They cant teach common sense money management because they are too busy teaching about masturbation, and how it is OK to have 2 mommies or 2 daddies.

Even the math they teach is crap. It is more important to understand what you are doing rather than to get the correct answer??????? WTF?

IF you understand what you are doing then shouldnt you get the right answer?


----------



## K-133

bean438 said:


> IF you understand what you are doing then shouldnt you get the right answer?


Maybe that's the premise - if they understand why, the probability that they will get the right answer will be increased.

Scientists want to understand how to fish and why to fish. Fishing itself isn't as important to them.

In Mathematics especially, its far to easy to teach your brain to be a calculator than it is to truly understood the principles. Think about how they teach you to _memorize _ your 'times table'. Heck, even understanding that 3x3 = 3 + 3 + 3 is still a shortcut to the real reasoning behind it.
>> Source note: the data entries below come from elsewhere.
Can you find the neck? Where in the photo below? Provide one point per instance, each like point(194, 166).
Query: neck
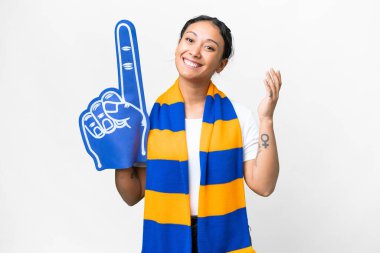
point(193, 92)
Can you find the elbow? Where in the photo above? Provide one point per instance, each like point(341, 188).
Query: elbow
point(264, 192)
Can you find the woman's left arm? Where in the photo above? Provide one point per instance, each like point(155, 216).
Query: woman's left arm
point(261, 174)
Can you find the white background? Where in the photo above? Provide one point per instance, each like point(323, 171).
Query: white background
point(56, 56)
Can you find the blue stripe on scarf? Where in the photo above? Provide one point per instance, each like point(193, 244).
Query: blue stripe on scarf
point(226, 232)
point(220, 164)
point(168, 172)
point(163, 238)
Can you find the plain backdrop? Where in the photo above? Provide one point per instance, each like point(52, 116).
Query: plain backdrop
point(56, 56)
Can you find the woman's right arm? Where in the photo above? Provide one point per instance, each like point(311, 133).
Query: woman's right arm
point(130, 183)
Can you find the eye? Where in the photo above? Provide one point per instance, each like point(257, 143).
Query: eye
point(209, 48)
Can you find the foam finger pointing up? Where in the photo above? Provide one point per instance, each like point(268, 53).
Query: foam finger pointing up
point(130, 81)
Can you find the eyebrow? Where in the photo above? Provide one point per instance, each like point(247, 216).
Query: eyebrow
point(207, 39)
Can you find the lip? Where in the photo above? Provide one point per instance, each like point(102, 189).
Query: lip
point(194, 62)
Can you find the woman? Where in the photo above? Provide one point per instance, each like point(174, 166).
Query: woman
point(181, 214)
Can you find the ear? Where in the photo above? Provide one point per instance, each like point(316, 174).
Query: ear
point(223, 64)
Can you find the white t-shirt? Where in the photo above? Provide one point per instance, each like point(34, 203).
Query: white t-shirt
point(250, 134)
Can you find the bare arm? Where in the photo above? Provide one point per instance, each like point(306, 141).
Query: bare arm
point(261, 173)
point(130, 183)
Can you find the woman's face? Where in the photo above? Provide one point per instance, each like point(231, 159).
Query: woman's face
point(199, 52)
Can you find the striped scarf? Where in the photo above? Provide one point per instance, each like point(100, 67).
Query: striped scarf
point(222, 217)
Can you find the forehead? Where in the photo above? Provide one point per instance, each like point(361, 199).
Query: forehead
point(205, 30)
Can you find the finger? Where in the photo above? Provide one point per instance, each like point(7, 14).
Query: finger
point(130, 81)
point(103, 120)
point(271, 85)
point(116, 108)
point(268, 88)
point(279, 77)
point(275, 80)
point(91, 126)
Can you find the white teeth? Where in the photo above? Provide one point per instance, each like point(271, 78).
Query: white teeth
point(190, 63)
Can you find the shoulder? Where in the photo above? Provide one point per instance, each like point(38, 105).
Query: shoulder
point(243, 112)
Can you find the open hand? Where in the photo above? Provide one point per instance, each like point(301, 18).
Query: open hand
point(272, 84)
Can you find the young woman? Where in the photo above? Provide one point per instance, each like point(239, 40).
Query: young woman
point(200, 147)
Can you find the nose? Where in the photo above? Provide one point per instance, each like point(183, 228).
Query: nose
point(195, 51)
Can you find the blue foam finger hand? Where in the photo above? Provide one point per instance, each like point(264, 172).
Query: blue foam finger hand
point(115, 125)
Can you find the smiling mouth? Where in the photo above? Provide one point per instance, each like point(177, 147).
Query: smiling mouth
point(191, 64)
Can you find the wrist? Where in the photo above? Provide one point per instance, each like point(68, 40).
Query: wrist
point(266, 121)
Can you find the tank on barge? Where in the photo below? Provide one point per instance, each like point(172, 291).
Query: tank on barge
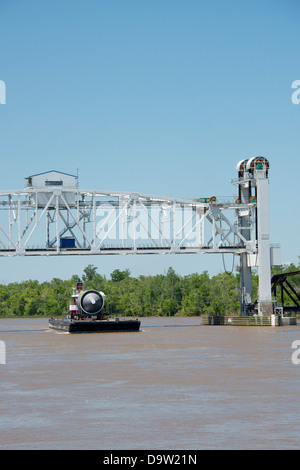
point(87, 315)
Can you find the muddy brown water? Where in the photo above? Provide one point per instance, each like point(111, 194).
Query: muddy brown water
point(176, 384)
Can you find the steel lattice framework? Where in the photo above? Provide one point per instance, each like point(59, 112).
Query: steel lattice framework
point(35, 221)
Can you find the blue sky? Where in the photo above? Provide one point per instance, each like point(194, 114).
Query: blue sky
point(153, 96)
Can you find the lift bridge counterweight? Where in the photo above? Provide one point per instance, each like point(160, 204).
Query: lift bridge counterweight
point(53, 217)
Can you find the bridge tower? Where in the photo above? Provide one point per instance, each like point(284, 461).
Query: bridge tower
point(253, 187)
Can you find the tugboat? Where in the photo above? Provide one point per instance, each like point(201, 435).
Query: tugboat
point(87, 315)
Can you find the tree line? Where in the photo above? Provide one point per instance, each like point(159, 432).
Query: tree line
point(166, 294)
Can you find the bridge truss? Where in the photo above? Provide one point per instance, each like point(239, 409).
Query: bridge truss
point(70, 221)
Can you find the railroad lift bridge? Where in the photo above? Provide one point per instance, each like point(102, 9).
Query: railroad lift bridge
point(52, 216)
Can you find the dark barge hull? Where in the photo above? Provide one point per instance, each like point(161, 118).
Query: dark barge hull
point(93, 326)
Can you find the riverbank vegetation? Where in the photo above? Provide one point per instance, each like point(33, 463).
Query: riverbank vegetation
point(163, 294)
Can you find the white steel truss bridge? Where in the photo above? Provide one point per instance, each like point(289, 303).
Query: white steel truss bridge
point(52, 216)
point(70, 221)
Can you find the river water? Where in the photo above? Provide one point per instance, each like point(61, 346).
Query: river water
point(176, 384)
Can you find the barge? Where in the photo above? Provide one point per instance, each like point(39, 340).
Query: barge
point(87, 315)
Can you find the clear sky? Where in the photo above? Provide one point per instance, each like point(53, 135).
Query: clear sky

Keeping on topic - I'm a strong advocate that financial management is something that we should be teaching our children. School is about learning, and at these levels should be about learning in general. To argue whether school or parents are responsible for this is fairly irrelevant. It is clear from the issues of today, that the children of tomorrow will need to learn these things. This is how we better our society.


----------



## Berubeland

I agree with you Dana. I have seen this type of stuff over and over. 

I have a friend who married a guy who inherited a house with a $100,000 mortgage. They have over the years downgraded their house three times every time increasing the mortgage & refinancing. They have now sold their house and rent. 

A few days after I called her and the money is burning a hole in her pocket. She's at a sale and she want me to come over. I said to her I don't need anything why would I go shopping? She's like but you can get really great deals on stuff. I'm like but I don't need anything. 

My math works like this 

I spent 0$ on stuff I don't need

She spent a whack of money she didn't have to spend on crap she didn't need.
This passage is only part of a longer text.